The famous software pirate was sentenced to 51 months in prison

Jun 26, 2007 13:59 GMT  ·  By

The famous software pirate DrinkOrDie was sentenced to 51 months in prison for distributing almost any type of pirated material including applications, games, music and videos. Hew Griffiths, 44 year old, pleaded guilty last year, and was extradited to Australia, his mother country. As Ars Technica reported, the pirate earned approximately $50 million for the content distributed in the entire world, most of its clients being individual users who didn't buy the product from the original producer.

"From his home in Australia, Griffiths became one of the most notorious leaders of the underground Internet piracy community by orchestrating the theft of hundreds of thousands of dollars in copyrighted material," said Assistant Attorney General Alice Fisher in a statement according to the same source.

DrinkOrDie, also known as DoD, is a software piracy group that cracked almost any type of digital content and distributed it on the Internet. The entire gang was founded in 1993 in Moscow and after only two years, it was a worldwide piracy network known as the group that released Windows 95 two weeks before Microsoft officially launched it.

DoD was discovered and busted by the authorities in 2001 when several members were arrested and convicted for all their past illegal activities. After almost 8 years of software cracking, DrinkOrDie remained in history for causing up to $500 million damages to the affected software companies.

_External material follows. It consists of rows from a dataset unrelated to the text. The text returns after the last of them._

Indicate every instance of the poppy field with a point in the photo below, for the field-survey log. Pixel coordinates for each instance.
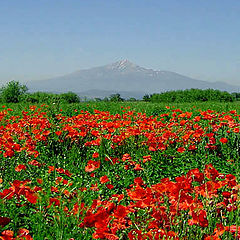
(83, 172)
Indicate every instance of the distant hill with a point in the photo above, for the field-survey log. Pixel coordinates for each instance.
(123, 77)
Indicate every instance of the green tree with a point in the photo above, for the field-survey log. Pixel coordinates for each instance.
(12, 92)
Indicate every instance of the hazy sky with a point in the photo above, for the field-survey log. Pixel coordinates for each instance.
(46, 38)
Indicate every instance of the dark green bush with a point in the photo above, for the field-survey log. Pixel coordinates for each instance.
(192, 95)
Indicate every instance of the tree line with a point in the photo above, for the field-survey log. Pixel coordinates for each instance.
(14, 92)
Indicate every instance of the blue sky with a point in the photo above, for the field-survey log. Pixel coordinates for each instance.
(46, 38)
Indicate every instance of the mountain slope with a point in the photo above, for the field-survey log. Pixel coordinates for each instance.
(124, 76)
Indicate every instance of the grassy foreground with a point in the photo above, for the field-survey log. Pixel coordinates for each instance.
(120, 171)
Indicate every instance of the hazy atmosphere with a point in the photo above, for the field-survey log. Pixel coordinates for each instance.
(45, 39)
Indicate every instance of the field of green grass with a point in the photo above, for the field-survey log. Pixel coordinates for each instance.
(127, 170)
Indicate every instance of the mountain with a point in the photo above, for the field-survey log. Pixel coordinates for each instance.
(123, 76)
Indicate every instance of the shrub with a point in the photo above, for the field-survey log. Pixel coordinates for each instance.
(12, 92)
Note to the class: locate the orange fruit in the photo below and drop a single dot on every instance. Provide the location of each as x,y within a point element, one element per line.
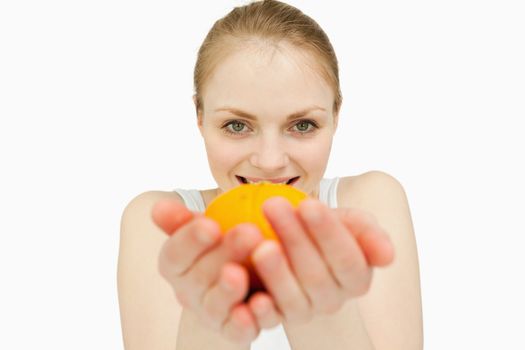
<point>244,204</point>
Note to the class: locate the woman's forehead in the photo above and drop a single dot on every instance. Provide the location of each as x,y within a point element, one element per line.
<point>246,78</point>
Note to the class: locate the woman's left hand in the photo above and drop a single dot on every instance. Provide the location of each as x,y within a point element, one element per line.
<point>324,258</point>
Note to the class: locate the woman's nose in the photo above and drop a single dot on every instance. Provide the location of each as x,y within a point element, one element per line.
<point>269,156</point>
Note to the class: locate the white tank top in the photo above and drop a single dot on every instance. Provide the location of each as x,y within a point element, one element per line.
<point>274,338</point>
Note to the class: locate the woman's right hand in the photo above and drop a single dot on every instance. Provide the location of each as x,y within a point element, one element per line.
<point>206,272</point>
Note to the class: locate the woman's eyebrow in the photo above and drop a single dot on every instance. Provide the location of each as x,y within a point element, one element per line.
<point>252,117</point>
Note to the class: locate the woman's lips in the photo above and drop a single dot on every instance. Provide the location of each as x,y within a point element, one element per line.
<point>285,180</point>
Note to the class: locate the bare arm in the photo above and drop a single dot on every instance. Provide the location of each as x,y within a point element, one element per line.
<point>151,316</point>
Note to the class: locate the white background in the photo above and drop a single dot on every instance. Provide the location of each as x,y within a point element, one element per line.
<point>95,108</point>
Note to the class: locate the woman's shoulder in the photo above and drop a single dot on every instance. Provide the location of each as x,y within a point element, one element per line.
<point>354,190</point>
<point>148,198</point>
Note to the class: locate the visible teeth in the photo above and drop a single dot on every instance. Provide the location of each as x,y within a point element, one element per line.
<point>252,182</point>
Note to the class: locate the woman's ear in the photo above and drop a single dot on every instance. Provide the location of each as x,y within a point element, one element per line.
<point>198,112</point>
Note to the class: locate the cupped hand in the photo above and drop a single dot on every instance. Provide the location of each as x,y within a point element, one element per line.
<point>205,269</point>
<point>325,257</point>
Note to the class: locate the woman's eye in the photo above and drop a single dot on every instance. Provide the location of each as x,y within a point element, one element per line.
<point>235,127</point>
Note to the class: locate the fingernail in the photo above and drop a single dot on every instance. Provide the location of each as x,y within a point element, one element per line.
<point>205,237</point>
<point>226,285</point>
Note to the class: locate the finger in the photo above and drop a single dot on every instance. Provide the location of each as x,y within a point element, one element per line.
<point>241,327</point>
<point>339,248</point>
<point>237,246</point>
<point>180,251</point>
<point>306,262</point>
<point>169,215</point>
<point>264,310</point>
<point>374,241</point>
<point>222,297</point>
<point>272,267</point>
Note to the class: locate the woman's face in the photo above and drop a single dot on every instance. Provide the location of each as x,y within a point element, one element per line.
<point>251,125</point>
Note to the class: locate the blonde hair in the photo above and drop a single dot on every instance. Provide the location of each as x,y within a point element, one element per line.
<point>272,22</point>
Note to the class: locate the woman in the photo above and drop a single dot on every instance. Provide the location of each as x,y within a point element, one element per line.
<point>267,100</point>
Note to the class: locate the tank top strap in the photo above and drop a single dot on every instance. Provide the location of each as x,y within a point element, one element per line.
<point>328,191</point>
<point>192,199</point>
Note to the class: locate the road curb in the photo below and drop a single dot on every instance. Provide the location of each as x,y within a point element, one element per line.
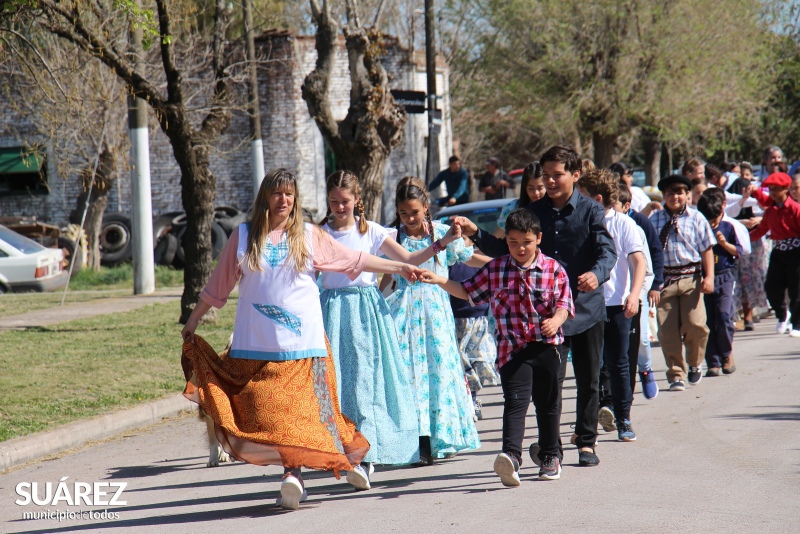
<point>19,451</point>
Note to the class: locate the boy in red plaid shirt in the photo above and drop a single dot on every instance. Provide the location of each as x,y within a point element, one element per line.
<point>530,299</point>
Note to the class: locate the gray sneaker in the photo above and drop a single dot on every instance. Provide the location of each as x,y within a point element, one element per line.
<point>508,470</point>
<point>606,419</point>
<point>677,385</point>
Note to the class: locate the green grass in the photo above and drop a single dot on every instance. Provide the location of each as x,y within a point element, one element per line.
<point>121,277</point>
<point>87,285</point>
<point>54,375</point>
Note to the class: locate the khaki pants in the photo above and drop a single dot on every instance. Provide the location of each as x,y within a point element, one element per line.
<point>682,321</point>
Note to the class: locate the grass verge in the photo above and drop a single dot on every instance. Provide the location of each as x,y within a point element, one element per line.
<point>87,285</point>
<point>89,367</point>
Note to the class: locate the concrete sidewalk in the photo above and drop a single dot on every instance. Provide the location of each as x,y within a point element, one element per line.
<point>721,456</point>
<point>82,310</point>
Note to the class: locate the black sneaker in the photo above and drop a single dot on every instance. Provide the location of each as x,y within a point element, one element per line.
<point>507,467</point>
<point>587,458</point>
<point>551,468</point>
<point>695,375</point>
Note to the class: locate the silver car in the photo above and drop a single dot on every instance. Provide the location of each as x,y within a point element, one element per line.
<point>25,265</point>
<point>484,213</point>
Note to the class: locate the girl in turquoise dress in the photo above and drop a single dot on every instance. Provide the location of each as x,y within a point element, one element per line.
<point>371,374</point>
<point>426,331</point>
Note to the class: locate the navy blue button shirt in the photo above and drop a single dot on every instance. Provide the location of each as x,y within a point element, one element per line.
<point>577,238</point>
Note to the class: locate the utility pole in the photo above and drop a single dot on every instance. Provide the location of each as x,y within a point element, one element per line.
<point>144,278</point>
<point>430,69</point>
<point>253,104</point>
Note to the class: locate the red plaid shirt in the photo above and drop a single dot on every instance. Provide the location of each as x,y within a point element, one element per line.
<point>520,299</point>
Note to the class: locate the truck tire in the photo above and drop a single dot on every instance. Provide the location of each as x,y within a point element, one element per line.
<point>115,239</point>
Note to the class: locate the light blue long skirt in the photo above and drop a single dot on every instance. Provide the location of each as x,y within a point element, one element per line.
<point>373,383</point>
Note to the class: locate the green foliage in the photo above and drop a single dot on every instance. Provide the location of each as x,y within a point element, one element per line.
<point>568,69</point>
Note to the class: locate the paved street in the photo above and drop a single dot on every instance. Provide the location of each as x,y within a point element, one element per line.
<point>722,456</point>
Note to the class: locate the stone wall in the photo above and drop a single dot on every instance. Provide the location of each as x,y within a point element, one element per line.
<point>291,139</point>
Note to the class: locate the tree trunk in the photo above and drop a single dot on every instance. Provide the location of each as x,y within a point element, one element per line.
<point>369,170</point>
<point>198,192</point>
<point>97,197</point>
<point>374,124</point>
<point>603,149</point>
<point>652,157</point>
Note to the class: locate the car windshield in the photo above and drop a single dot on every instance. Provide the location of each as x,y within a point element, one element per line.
<point>484,218</point>
<point>19,242</point>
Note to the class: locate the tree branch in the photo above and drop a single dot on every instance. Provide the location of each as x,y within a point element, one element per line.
<point>378,14</point>
<point>174,92</point>
<point>35,51</point>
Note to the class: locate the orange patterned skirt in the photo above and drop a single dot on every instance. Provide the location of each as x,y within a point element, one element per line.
<point>273,413</point>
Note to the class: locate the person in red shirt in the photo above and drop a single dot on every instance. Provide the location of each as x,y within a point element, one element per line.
<point>530,298</point>
<point>782,221</point>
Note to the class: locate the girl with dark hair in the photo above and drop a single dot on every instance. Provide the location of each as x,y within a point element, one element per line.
<point>371,375</point>
<point>273,400</point>
<point>532,189</point>
<point>639,199</point>
<point>426,331</point>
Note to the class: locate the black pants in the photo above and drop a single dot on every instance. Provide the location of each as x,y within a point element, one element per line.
<point>720,308</point>
<point>532,372</point>
<point>586,350</point>
<point>783,275</point>
<point>634,340</point>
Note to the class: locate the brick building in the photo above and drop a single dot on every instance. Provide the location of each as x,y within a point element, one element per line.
<point>291,139</point>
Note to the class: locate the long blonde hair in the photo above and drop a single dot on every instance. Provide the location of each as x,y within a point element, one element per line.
<point>348,181</point>
<point>275,180</point>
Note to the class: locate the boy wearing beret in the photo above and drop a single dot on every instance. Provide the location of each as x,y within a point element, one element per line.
<point>782,220</point>
<point>686,240</point>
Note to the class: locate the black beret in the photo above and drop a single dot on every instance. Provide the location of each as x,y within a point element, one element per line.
<point>664,183</point>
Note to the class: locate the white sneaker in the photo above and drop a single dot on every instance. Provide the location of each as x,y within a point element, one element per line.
<point>359,478</point>
<point>507,469</point>
<point>292,494</point>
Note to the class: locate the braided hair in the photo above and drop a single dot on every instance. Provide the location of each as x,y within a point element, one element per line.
<point>348,181</point>
<point>412,188</point>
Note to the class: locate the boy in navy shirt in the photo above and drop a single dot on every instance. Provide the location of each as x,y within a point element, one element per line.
<point>720,303</point>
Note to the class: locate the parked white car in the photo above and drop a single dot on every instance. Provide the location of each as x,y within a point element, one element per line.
<point>25,265</point>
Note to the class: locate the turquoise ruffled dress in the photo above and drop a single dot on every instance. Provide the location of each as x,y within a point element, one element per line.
<point>426,331</point>
<point>372,378</point>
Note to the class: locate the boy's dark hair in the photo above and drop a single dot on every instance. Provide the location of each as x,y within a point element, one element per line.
<point>533,171</point>
<point>710,203</point>
<point>523,220</point>
<point>563,154</point>
<point>713,173</point>
<point>601,182</point>
<point>624,196</point>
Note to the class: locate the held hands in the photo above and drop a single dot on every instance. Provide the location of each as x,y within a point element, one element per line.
<point>429,277</point>
<point>707,285</point>
<point>587,282</point>
<point>631,306</point>
<point>410,272</point>
<point>467,227</point>
<point>187,334</point>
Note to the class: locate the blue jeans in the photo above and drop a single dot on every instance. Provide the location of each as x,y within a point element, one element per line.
<point>615,359</point>
<point>720,310</point>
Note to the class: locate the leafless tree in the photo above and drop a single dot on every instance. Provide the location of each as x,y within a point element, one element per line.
<point>363,140</point>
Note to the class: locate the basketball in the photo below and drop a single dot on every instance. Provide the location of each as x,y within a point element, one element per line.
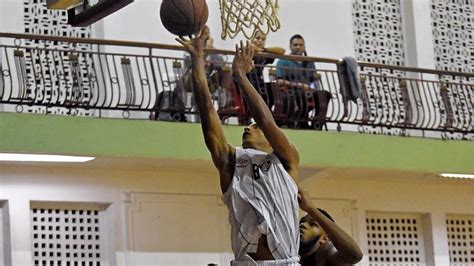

However, it seems that the members of the group are not the only people affected by the recent investigations as the authorities are trying to discover the individual users who took pirated software from DoD. "Whether committed with a gun or a keyboard -- theft is theft," said U.S. Attorney Chuck Rosenberg according to Digital Media Wire. "And, for those inclined to steal Intellectual Property here, or from halfway around the world, they are on notice that we can and will reach them."